[personal profile] cosmolinguist
(I am having a bad day, so rather than writing about that, here's something I prepared earlier. I'ts the latest thing I sent to the Graun's science-writing contest and never heard anything back about. I quite like it, though.)


Imagine the Sun, Moon and planets do revolve around the Earth. (Almost. They revolve around points called equants, which are near the Earth but different for each heavenly body. These arbitrary points are chosen for a good reason: to make the maths work out.)

In this universe, planets are held in their orbits by magnetism. Comets are repelled from the Sun by magnetism. The Earth formed out of material ejected by the Sun when a comet hit it. Or perhaps comets are local atmospheric phenomena, not even as far away as the Moon.

The whole Earth was originally covered in water, which has been receding ever since. Some stones mimic the appearance of plants and animal life, perhaps because plants are a way of turning water into solid matter: as they decay, the water leaves them and they become rocks.

Atoms might be useful for calculations, but they're not real; there would have to be nothing but empty space between them and the void is an abhorrent idea. There is instead a “universal fluid” permeating everything, whose swirling eddies push the planets along in their orbits. Vision is caused by things pressing on the universal fluid between it and your eyes...which means you can see in the dark if you run fast enough!

Just as sound travels in air or ocean waves travel through water, light travels through the aether.

Blood is manufactured in the liver, carried by veins, and absorbed by the body's tissues, so the body needs to constantly produce new blood. Veins and arteries carry two different substances, which is why they're different colours.

Characteristics can be developed by an individual plant or animal and passed on to its offspring: a giraffe that's stretched its neck to reach higher leaves on trees has longer-necked descendants. An animal can even develop whole new organs if the need arises! And these new developments are always beneficial.

In this world, light travels at infinite speed, everything possesses caloric (which flows out of something when its temperature rises), maggots arise spontaneously from meat itself, earthquakes are caused by atmospheric disturbances, phlogiston escapes from anything that is burning. and Saturn sometimes grows bulges that look like ears (other times, the ears cannot be seen).

This strange world exists not in quaint folk tales, bad sci-fi or ignorant superstition. These are all ideas that were at some point held widely or prominently by the best scientific thinkers in the West.

I love to contemplate the dead ends, cul-de-sacs, wrong turns and diversions in the history of science because they're good illustrations of what a human endeavour science is, and that I am not as different or distant from great scientists as I might think...or as my poor grades in maths would indicate.

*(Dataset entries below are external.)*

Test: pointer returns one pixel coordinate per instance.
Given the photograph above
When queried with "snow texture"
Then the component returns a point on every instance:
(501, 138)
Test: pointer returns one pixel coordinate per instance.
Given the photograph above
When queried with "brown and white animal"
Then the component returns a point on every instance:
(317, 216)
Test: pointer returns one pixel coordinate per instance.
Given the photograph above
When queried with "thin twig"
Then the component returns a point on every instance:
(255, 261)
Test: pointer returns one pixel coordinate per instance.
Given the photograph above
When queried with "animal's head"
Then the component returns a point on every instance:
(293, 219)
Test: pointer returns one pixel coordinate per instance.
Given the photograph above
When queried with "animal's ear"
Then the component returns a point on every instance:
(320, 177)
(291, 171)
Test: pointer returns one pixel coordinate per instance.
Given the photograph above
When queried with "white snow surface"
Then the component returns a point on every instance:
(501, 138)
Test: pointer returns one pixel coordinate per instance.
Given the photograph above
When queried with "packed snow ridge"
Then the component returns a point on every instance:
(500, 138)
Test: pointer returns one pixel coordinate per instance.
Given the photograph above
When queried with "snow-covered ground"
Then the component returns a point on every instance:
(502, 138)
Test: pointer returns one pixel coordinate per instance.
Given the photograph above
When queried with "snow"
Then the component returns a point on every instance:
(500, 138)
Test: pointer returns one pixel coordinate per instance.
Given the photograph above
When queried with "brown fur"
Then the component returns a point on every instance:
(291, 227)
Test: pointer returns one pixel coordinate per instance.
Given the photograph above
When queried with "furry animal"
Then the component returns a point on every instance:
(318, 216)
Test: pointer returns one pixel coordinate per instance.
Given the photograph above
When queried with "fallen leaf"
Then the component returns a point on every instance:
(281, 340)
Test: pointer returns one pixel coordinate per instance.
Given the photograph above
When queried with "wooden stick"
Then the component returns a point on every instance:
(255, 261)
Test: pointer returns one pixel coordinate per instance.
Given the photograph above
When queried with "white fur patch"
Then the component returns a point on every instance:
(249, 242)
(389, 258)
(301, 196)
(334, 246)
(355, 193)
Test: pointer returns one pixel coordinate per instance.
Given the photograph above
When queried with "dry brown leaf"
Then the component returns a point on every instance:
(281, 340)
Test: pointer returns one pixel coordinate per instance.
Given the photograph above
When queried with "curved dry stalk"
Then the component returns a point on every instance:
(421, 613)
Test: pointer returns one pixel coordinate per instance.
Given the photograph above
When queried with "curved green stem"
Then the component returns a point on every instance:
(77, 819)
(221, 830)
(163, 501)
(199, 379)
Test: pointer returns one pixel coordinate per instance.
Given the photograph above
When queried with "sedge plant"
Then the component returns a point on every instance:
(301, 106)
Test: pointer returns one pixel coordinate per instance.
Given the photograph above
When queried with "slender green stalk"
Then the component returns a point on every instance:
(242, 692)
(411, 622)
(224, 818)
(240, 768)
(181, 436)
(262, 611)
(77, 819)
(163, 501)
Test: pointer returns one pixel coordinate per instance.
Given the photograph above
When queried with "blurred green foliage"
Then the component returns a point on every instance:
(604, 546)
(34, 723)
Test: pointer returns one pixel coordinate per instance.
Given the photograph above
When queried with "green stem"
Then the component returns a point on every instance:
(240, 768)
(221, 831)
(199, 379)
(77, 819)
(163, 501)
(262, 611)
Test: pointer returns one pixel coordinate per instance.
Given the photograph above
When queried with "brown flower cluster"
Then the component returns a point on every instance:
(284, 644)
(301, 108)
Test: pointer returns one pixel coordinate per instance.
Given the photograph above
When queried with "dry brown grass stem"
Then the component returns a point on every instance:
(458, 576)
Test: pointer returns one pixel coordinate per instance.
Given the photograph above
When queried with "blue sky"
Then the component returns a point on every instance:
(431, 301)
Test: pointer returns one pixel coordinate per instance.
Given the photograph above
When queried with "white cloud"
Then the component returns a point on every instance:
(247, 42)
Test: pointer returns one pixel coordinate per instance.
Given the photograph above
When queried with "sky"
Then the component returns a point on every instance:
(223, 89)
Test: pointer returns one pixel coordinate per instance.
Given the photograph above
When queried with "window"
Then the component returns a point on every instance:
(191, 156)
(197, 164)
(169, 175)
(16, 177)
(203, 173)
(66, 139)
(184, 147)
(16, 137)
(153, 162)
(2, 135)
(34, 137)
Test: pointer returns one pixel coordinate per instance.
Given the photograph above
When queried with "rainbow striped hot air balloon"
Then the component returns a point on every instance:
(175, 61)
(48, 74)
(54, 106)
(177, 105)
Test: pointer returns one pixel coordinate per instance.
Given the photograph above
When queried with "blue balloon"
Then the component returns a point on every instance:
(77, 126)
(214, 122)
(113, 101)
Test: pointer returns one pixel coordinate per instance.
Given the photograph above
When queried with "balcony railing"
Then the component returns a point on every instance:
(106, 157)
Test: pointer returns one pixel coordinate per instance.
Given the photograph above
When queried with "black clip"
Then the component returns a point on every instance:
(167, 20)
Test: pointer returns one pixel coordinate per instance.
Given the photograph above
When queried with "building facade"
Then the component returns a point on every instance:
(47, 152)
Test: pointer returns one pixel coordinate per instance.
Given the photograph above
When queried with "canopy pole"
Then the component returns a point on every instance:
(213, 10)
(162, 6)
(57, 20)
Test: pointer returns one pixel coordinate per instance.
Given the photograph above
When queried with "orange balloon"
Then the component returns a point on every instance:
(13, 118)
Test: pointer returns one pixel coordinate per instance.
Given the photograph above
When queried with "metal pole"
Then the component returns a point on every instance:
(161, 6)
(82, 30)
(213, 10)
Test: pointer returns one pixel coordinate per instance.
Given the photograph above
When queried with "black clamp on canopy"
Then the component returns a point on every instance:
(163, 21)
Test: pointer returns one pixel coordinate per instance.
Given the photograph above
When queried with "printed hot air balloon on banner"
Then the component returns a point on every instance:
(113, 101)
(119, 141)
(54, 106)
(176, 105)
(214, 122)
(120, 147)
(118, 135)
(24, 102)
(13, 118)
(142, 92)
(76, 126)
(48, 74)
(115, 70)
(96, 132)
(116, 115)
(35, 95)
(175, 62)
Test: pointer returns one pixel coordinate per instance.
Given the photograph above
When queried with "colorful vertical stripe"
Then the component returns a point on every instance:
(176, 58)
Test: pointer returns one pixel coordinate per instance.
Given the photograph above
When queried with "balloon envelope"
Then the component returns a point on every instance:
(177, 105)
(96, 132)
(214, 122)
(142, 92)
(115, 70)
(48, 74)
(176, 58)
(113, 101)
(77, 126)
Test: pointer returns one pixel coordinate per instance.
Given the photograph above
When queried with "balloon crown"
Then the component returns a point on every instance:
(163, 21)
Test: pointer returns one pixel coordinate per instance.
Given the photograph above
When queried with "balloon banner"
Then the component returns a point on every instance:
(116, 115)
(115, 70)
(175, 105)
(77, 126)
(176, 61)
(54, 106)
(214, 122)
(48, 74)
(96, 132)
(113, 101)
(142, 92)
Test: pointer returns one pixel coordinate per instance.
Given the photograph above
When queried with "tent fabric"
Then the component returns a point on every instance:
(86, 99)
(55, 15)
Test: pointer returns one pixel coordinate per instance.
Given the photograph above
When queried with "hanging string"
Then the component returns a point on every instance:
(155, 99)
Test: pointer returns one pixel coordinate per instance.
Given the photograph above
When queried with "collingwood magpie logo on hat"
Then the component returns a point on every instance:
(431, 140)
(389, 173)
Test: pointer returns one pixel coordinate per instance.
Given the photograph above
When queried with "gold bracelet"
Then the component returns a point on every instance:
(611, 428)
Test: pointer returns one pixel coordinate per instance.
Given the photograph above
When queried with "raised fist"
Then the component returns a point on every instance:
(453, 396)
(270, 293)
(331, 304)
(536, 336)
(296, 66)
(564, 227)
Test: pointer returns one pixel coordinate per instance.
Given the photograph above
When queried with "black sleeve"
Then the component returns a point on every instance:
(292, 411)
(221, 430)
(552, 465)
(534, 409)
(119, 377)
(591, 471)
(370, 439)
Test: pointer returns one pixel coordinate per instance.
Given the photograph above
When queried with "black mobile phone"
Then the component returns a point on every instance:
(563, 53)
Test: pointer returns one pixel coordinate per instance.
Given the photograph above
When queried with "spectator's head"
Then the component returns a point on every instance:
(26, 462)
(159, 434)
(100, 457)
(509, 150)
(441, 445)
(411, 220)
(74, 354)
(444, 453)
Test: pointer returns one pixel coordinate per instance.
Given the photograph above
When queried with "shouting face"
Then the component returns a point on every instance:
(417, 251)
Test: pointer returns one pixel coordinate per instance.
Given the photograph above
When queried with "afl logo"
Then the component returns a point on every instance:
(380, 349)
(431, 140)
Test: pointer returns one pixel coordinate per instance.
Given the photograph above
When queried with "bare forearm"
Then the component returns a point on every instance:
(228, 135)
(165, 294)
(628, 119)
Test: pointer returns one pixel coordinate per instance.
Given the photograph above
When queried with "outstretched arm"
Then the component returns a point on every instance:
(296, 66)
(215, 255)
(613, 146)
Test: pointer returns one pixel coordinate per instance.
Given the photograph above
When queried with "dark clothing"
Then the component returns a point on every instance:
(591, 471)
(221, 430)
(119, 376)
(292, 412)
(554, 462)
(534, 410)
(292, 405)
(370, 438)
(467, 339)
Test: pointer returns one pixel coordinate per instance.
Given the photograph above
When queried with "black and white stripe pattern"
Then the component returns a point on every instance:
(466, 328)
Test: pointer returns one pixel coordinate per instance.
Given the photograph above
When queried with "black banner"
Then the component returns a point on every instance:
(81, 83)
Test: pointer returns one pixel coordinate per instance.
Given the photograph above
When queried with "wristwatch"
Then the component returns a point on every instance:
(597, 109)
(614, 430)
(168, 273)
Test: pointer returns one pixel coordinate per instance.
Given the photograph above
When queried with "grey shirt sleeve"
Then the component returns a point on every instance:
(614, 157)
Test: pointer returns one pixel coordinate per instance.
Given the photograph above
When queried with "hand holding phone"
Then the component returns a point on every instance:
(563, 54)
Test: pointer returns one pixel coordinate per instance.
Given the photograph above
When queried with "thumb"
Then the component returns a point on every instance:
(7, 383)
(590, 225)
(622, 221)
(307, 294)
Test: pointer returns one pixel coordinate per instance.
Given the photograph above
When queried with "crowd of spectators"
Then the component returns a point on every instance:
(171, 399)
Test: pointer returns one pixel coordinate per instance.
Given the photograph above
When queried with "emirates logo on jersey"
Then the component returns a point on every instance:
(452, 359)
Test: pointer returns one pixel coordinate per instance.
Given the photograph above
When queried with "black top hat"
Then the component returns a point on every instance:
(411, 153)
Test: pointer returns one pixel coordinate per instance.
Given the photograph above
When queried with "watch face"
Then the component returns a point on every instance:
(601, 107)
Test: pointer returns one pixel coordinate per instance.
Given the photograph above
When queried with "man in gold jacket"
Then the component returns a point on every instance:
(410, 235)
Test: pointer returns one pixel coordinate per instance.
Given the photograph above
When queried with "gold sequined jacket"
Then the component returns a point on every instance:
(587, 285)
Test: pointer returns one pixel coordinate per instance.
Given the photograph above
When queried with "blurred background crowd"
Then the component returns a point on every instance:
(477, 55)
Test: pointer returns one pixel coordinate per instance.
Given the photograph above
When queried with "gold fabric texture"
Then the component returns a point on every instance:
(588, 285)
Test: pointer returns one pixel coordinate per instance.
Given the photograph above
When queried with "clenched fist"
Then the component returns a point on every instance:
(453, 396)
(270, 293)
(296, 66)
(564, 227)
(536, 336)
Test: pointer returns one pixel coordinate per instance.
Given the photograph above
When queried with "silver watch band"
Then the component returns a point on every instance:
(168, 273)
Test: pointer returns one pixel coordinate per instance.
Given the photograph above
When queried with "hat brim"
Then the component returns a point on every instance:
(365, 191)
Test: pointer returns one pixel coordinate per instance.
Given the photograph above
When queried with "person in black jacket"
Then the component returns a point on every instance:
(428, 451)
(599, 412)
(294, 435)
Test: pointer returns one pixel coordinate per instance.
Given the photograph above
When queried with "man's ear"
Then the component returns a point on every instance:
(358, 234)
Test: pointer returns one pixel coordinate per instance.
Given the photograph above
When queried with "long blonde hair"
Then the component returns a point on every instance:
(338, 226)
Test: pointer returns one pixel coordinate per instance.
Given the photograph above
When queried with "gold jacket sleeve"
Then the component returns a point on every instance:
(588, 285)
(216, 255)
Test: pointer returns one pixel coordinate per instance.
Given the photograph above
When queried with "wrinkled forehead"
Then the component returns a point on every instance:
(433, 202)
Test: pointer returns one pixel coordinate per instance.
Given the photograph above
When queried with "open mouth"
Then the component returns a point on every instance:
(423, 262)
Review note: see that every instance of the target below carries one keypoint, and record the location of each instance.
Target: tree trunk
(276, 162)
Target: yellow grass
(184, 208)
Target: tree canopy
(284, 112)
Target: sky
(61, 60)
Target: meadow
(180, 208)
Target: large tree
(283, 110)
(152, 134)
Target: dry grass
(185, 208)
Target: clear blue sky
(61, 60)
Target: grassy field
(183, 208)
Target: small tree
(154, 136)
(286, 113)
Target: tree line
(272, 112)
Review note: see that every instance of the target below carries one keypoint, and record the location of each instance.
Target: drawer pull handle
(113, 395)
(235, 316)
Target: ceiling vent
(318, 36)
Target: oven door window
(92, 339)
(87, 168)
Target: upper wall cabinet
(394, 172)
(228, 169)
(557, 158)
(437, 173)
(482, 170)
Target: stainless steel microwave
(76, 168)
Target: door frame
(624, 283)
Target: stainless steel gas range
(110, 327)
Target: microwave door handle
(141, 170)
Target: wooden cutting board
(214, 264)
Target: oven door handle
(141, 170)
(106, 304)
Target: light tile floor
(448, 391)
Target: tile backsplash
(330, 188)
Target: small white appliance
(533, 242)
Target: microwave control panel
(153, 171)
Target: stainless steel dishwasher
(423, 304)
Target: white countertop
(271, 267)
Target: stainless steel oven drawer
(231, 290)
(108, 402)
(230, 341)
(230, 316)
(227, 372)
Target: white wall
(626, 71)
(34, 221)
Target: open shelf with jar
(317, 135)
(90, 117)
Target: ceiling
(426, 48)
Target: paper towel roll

Indeed, it's some consolation that several famous scientists have been poor students as well. Some were just poor. Some suffered from poor health. Some were a disappointment to their parents, members of unpopular religious or ethnic minorities...or, in too-few cases, members of the unpopular majority of womanhood. Some slept with other people's wives. Some trained in other subjects or had no academic training at all. Some had wildly unrelated jobs (my favourite is Edmond Halley, who was a sea captain and delighted in being called Captain Halley long before he could be called Dr Halley).

That great scientists are just as petty, fallible and human as the rest of us has been one of the great revelations of my adult life. In school, my science textbooks might fleetingly mention the namesake of an equation, a law or a unit of measurement, but there was never any sense that science was done by people who had personalities and lives. One of the ways I think those human traits really come to life is in the mistaken ideas that are prevalent in each era.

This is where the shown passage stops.